1. Create a new Hugging Face Space → **Docker** SDK
2. Upload all files from this directory to the Space repo root
3. Space builds automatically (~20–30 min for first build; subsequent code-only rebuilds are faster due to Docker layer cache)
4. Test with curl:

```bash
curl https://<your-space>.hf.space/health
curl -X POST https://<your-space>.hf.space/extract -F "file=@doc.pdf"
curl -X POST https://<your-space>.hf.space/batch \
  -F "files=@a.pdf" -F "files=@b.jpg" -F "files=@c.png"
```

---

## Resource Budget (free CPU Basic)

| Resource | Budget | Usage |
|---|---|---|
| Disk | 50 GB | ~8–10 GB (packages ~3 GB + models ~4–5 GB) |
| RAM | 16 GB | ~6–8 GB at load; peaks ~10 GB during extraction |
| vCPU | 2 | Single uvicorn worker; sequential batch processing |

---

## Known Limitations

1. **No DOCX/PPTX/XLSX** — dropped to make the build reliable.
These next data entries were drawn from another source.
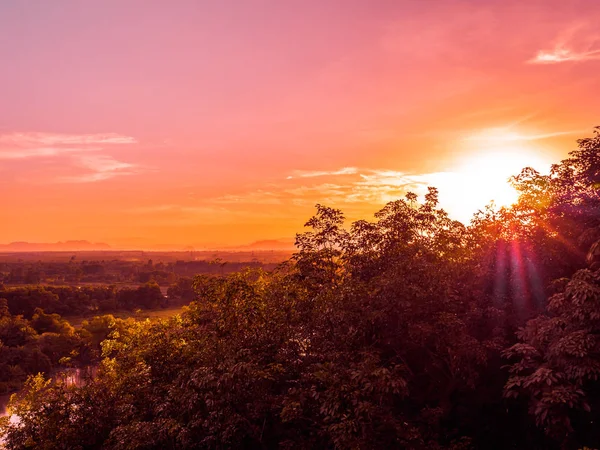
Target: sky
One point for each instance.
(217, 123)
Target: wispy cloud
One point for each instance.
(506, 134)
(101, 167)
(84, 155)
(562, 54)
(577, 43)
(323, 173)
(50, 139)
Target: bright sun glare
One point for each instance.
(482, 177)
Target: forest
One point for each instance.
(412, 331)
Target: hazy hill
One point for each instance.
(66, 246)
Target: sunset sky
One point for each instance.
(214, 123)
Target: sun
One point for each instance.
(481, 175)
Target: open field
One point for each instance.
(156, 314)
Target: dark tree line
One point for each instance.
(409, 331)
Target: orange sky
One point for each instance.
(139, 123)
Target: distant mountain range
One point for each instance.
(281, 245)
(67, 246)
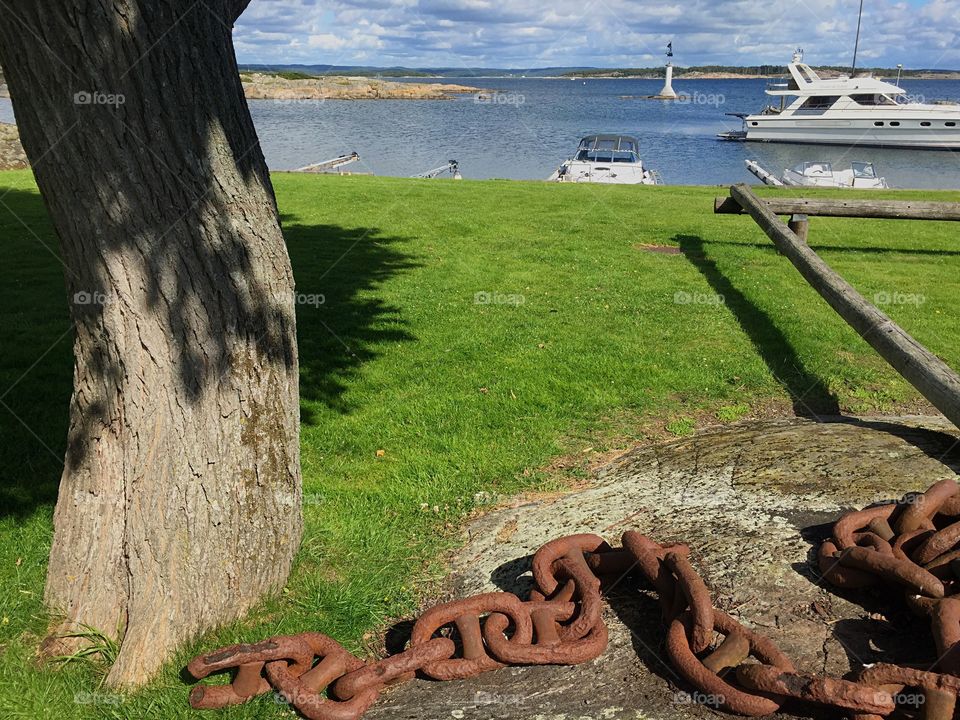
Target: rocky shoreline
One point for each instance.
(12, 156)
(262, 86)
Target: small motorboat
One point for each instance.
(606, 159)
(860, 176)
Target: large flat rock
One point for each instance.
(751, 500)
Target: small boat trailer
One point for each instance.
(452, 167)
(330, 165)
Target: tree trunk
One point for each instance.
(179, 504)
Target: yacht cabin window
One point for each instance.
(873, 100)
(820, 102)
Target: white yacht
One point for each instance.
(607, 159)
(860, 110)
(860, 176)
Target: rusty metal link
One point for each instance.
(913, 544)
(249, 660)
(821, 690)
(706, 679)
(465, 616)
(306, 692)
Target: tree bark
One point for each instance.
(179, 505)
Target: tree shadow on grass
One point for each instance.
(810, 395)
(335, 337)
(341, 322)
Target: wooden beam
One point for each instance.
(800, 226)
(921, 368)
(822, 207)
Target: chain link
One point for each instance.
(911, 545)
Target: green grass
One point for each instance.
(472, 332)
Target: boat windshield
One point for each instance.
(608, 149)
(814, 169)
(873, 100)
(620, 156)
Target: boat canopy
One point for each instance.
(609, 148)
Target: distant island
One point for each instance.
(12, 156)
(725, 72)
(295, 85)
(702, 72)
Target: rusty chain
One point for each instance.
(913, 545)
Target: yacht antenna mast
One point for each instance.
(856, 46)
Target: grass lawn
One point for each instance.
(470, 334)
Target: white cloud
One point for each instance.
(522, 33)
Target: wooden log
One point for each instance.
(921, 368)
(823, 207)
(800, 226)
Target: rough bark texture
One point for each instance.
(179, 505)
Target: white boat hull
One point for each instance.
(853, 133)
(603, 174)
(914, 129)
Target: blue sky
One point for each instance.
(603, 33)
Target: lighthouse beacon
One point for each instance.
(668, 93)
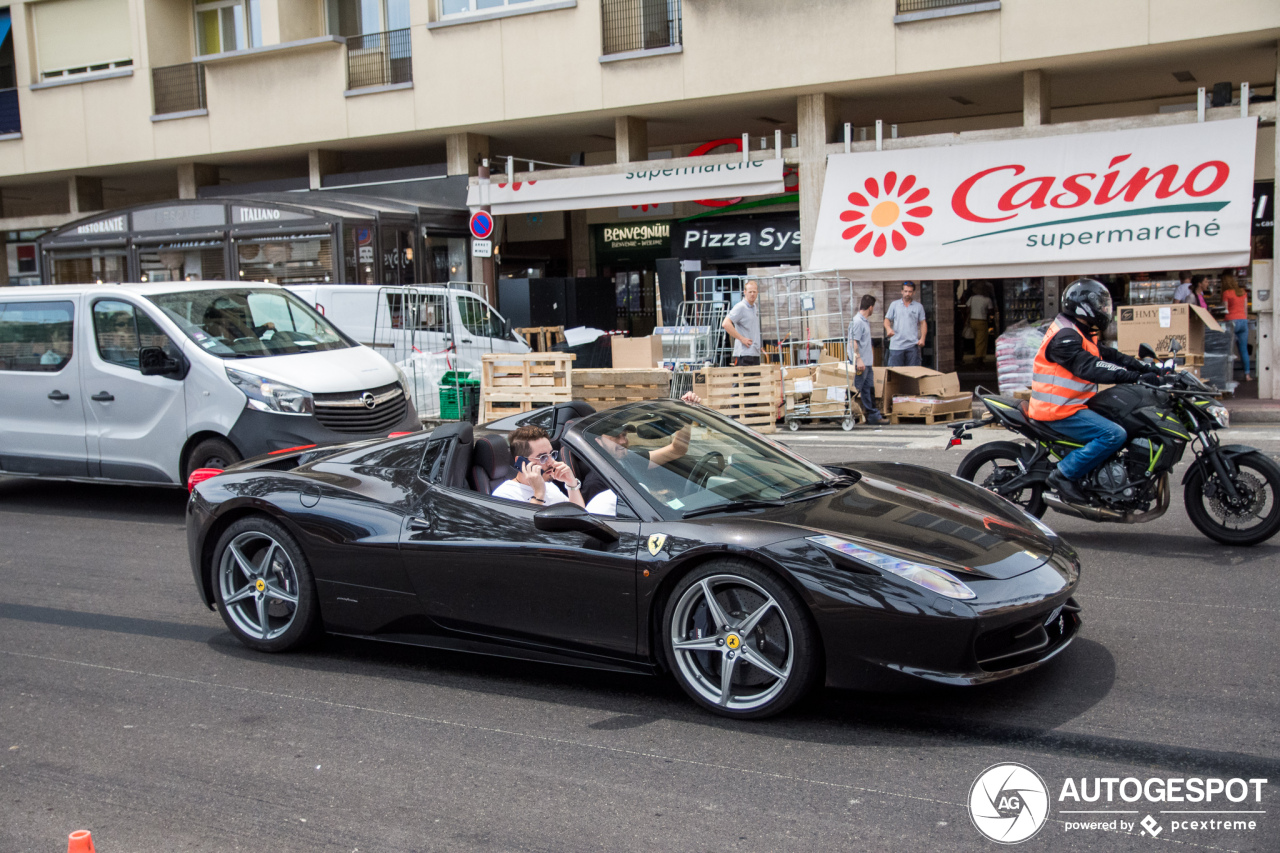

Re-add with LibreOffice on paid hardware.
2. **Formula OCR disabled** — MFR models excluded to save ~1-2 GB. Set `"enable": true` in `~/magic-pdf.json` and re-download MFR models to enable.
3. **First-request latency** — models are lazy-loaded into RAM on the first request (~30–60 s).
4. **30 MB file size limit** — enforced on both `/extract` and `/batch`.
5. **In-process cache** — SHA256 cache lives in RAM, cleared on container restart.
6. **HEIC/HEIF** — requires `pillow-heif` (included); may fail on unusual encoder variants.